X

After positive first-quarter results, what’s in store for Dropbox (DBX)

The technology sector is probably the worst affected by the economic downturn that has put pressure on companies to streamline operations through measures like cost-cutting and headcount reduction. Cloud service provider Dropbox, Inc. (NASDAQ: DBX) is the latest tech firm to announce layoffs as part of its efforts to stay competitive.

The San Francisco-headquartered company’s stock is currently trading in line with its long-term average. The shares got a much-needed boost after the company released first-quarter report last week. The stock has reversed a part of the losses it suffered following the last earnings announcement.
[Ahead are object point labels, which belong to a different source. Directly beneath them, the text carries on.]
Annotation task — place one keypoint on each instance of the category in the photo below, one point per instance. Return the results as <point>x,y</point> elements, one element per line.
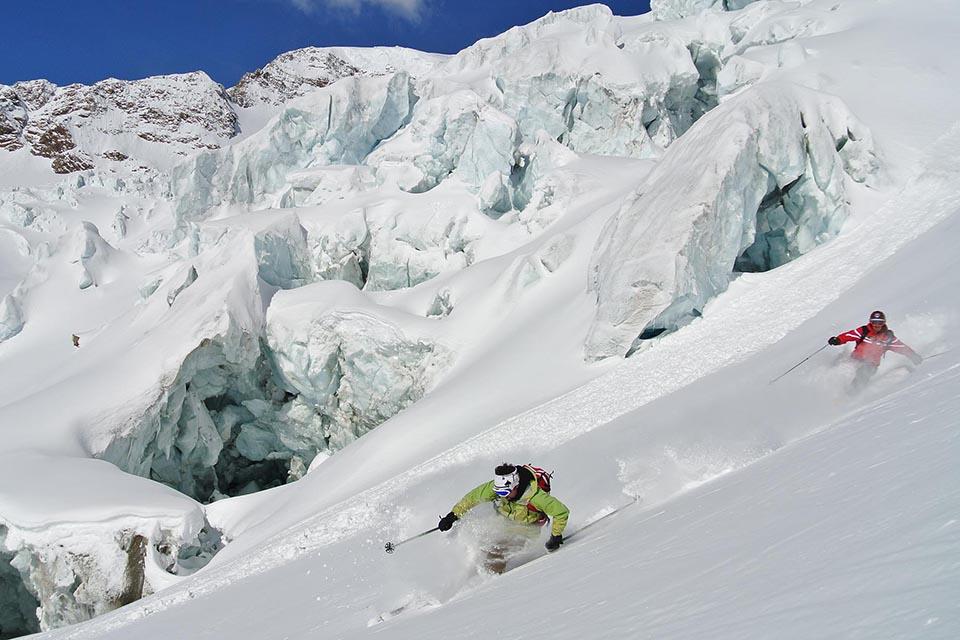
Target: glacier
<point>390,270</point>
<point>780,160</point>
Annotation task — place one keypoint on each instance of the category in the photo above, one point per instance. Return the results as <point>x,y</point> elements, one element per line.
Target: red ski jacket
<point>872,344</point>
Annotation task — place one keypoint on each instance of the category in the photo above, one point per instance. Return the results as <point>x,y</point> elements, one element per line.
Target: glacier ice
<point>354,369</point>
<point>676,9</point>
<point>11,318</point>
<point>339,124</point>
<point>457,134</point>
<point>781,156</point>
<point>18,607</point>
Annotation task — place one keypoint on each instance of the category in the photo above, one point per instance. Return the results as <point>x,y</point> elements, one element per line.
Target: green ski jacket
<point>531,508</point>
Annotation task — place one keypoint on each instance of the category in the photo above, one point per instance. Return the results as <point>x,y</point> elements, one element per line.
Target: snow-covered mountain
<point>254,333</point>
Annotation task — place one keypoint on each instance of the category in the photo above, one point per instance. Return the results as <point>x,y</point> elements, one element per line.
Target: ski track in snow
<point>728,333</point>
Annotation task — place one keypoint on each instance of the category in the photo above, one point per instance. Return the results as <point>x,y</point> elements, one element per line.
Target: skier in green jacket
<point>521,494</point>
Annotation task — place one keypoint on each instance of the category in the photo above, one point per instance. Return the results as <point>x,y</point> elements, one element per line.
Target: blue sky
<point>69,41</point>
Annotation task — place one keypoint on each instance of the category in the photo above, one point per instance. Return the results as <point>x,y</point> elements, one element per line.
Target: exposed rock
<point>71,125</point>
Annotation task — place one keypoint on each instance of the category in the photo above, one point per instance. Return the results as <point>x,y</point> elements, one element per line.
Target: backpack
<point>864,332</point>
<point>543,477</point>
<point>543,483</point>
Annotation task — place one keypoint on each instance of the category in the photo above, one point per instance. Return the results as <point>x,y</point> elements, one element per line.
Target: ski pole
<point>390,547</point>
<point>799,363</point>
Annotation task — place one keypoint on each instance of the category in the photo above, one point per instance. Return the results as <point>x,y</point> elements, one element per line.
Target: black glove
<point>446,522</point>
<point>554,542</point>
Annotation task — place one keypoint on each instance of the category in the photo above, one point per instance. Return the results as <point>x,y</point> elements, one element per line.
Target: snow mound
<point>354,367</point>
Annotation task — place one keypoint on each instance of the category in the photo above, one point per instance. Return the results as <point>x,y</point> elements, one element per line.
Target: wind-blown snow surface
<point>480,262</point>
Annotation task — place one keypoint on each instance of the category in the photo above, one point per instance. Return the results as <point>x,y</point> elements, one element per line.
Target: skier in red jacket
<point>873,340</point>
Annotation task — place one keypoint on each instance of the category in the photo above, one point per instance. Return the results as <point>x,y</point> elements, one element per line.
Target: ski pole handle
<point>390,547</point>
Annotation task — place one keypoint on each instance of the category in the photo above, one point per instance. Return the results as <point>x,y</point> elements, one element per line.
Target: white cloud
<point>410,9</point>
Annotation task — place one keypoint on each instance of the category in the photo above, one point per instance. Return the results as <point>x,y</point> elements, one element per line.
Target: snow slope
<point>762,516</point>
<point>193,320</point>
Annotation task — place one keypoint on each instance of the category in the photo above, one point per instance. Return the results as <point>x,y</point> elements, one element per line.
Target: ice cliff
<point>773,187</point>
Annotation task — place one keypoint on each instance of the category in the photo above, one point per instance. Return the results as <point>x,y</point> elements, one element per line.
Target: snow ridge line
<point>706,347</point>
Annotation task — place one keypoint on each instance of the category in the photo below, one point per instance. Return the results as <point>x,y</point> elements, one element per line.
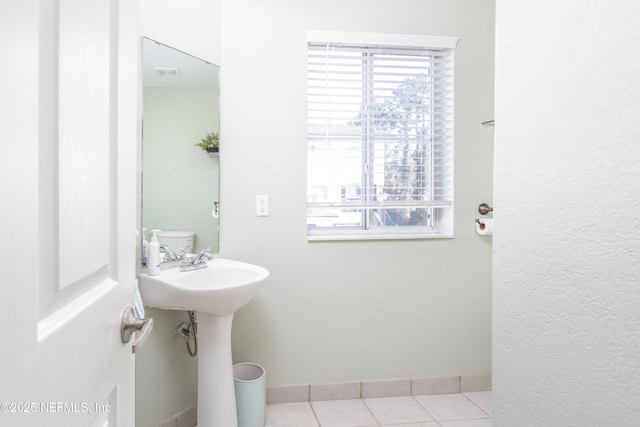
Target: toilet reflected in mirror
<point>180,181</point>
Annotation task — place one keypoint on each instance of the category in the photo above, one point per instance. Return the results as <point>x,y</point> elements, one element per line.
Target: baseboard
<point>378,388</point>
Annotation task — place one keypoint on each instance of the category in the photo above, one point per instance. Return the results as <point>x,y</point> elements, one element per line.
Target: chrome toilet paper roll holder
<point>483,209</point>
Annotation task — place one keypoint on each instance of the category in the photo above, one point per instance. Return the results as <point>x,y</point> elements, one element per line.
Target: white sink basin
<point>219,289</point>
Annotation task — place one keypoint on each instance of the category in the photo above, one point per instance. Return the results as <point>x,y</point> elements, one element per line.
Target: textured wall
<point>338,311</point>
<point>567,209</point>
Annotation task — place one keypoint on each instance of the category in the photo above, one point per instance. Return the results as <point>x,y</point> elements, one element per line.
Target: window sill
<point>325,236</point>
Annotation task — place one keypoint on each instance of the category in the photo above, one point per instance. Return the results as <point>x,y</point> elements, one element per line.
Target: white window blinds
<point>380,140</point>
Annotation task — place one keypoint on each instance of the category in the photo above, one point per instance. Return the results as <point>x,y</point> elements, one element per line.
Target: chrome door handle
<point>130,324</point>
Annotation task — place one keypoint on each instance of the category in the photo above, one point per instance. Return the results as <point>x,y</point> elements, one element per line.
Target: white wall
<point>567,209</point>
<point>338,311</point>
<point>190,26</point>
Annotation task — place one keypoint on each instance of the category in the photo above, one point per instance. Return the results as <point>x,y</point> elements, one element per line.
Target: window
<point>380,137</point>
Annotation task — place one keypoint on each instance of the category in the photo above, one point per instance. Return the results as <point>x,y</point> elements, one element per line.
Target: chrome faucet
<point>167,255</point>
<point>196,261</point>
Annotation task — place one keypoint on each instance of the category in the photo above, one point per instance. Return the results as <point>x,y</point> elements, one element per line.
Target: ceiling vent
<point>167,72</point>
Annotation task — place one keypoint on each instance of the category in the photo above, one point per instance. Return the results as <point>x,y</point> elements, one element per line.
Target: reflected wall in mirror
<point>180,181</point>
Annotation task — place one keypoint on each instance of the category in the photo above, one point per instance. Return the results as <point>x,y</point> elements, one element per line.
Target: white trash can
<point>251,394</point>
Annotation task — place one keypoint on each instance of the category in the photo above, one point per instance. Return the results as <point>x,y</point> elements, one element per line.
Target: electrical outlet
<point>262,205</point>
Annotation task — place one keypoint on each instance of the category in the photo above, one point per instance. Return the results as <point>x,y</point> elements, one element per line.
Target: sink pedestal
<point>216,391</point>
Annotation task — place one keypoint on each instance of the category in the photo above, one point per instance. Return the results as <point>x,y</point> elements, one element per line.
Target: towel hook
<point>484,209</point>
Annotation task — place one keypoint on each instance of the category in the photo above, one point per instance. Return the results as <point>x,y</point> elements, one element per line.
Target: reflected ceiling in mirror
<point>180,182</point>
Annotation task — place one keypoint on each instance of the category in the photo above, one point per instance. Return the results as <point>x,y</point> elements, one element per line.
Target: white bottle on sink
<point>154,255</point>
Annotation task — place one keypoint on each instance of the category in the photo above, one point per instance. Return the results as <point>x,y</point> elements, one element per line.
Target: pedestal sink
<point>215,293</point>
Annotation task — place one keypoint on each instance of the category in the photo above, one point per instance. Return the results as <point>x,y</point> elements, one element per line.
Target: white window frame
<point>441,224</point>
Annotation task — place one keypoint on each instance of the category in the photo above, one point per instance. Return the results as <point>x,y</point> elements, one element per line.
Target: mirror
<point>180,181</point>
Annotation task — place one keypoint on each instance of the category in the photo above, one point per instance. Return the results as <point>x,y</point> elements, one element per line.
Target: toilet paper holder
<point>484,209</point>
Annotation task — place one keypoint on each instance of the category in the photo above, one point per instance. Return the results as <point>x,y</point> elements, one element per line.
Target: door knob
<point>130,324</point>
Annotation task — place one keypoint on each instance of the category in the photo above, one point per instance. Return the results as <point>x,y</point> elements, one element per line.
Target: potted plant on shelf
<point>210,142</point>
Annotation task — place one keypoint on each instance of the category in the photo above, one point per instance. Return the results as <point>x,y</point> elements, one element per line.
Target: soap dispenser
<point>154,255</point>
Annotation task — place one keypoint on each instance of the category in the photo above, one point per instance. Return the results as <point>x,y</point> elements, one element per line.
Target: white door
<point>68,131</point>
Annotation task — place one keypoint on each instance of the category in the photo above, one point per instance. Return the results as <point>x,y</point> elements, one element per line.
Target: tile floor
<point>470,409</point>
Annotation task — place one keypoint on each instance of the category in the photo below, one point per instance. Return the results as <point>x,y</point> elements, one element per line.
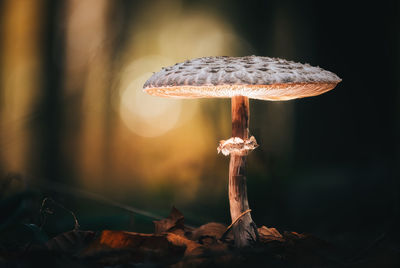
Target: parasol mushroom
<point>240,78</point>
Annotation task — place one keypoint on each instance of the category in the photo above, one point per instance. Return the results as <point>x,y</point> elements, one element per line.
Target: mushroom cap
<point>252,76</point>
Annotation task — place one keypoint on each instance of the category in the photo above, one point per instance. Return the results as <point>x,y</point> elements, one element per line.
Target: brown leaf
<point>192,248</point>
<point>213,229</point>
<point>115,247</point>
<point>269,234</point>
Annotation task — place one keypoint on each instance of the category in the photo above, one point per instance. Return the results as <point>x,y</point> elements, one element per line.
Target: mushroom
<point>240,78</point>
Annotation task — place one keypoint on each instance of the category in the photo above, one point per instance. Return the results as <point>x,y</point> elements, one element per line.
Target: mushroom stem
<point>244,230</point>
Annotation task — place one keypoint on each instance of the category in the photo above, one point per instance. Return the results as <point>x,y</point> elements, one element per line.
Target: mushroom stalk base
<point>244,230</point>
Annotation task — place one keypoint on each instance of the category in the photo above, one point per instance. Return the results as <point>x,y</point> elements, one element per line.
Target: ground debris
<point>173,244</point>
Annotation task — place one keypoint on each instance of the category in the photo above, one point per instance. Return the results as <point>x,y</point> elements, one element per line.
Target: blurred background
<point>75,125</point>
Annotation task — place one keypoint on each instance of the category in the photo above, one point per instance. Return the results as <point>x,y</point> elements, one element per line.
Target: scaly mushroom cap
<point>252,76</point>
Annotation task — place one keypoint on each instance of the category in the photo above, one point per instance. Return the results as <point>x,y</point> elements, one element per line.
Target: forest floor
<point>173,244</point>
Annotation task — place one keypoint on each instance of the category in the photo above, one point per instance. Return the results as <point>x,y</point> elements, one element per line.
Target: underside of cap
<point>274,92</point>
<point>254,77</point>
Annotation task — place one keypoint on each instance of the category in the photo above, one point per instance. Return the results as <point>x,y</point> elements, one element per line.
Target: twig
<point>233,222</point>
<point>44,210</point>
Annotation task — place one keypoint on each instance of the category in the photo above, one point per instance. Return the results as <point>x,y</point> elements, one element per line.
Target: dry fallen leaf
<point>212,229</point>
<point>269,234</point>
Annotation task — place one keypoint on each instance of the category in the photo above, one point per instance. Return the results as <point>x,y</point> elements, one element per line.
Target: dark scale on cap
<point>243,74</point>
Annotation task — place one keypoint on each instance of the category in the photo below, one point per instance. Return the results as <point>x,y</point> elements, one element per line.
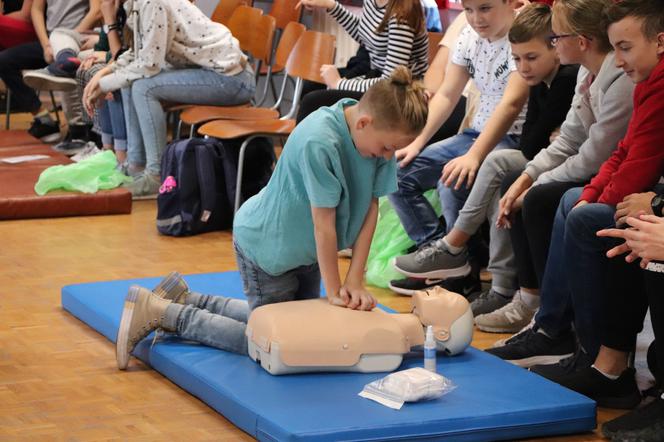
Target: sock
<point>613,377</point>
<point>505,293</point>
<point>452,249</point>
<point>531,300</point>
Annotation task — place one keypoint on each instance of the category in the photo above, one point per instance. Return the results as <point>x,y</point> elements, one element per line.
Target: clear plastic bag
<point>412,385</point>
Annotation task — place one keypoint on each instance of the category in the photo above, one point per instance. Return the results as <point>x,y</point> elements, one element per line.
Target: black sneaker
<point>641,424</point>
<point>565,367</point>
<point>612,393</point>
<point>48,132</point>
<point>530,347</point>
<point>466,286</point>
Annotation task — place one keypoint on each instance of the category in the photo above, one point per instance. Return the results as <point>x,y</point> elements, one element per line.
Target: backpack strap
<point>206,178</point>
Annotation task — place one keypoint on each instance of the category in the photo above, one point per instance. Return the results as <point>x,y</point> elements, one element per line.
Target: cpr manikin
<point>312,335</point>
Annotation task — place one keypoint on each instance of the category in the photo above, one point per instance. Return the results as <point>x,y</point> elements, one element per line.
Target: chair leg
<point>55,108</point>
<point>8,107</point>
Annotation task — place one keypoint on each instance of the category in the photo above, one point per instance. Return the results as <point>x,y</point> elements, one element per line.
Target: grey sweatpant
<point>482,204</point>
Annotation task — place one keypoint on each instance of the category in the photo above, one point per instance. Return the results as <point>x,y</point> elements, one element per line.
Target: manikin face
<point>491,19</point>
<point>535,60</point>
<point>634,52</point>
<point>373,143</point>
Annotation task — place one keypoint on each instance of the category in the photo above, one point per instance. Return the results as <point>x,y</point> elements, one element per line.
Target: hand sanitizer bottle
<point>430,350</point>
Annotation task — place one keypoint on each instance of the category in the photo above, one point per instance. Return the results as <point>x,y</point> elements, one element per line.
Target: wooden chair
<point>312,50</point>
<point>197,115</point>
<point>285,11</point>
<point>225,8</point>
<point>434,41</point>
Of late, DBX’s performance has been lackluster, despite the company doing well financially. Nevertheless, Dropbox’s encouraging prospects as a growing software-as-a-service company should lift investor sentiment going forward.

Investing in DBX

The company has been maintaining healthy cash flow and pursuing an aggressive share buyback program, which in turn would translate into long-term shareholder value. The valuation is favorable – it is one of the cheapest tech stocks as per the last closing price. The share count has fallen significantly in the last couple of years, while revenues grew at a high rate.

That said, macro headwinds and the stagnating business have made the management take the hard decision to terminate around 16% of employees. Currently, the company is focused on shifting to to AI-powered products to prepare the business to tap into long-term opportunities.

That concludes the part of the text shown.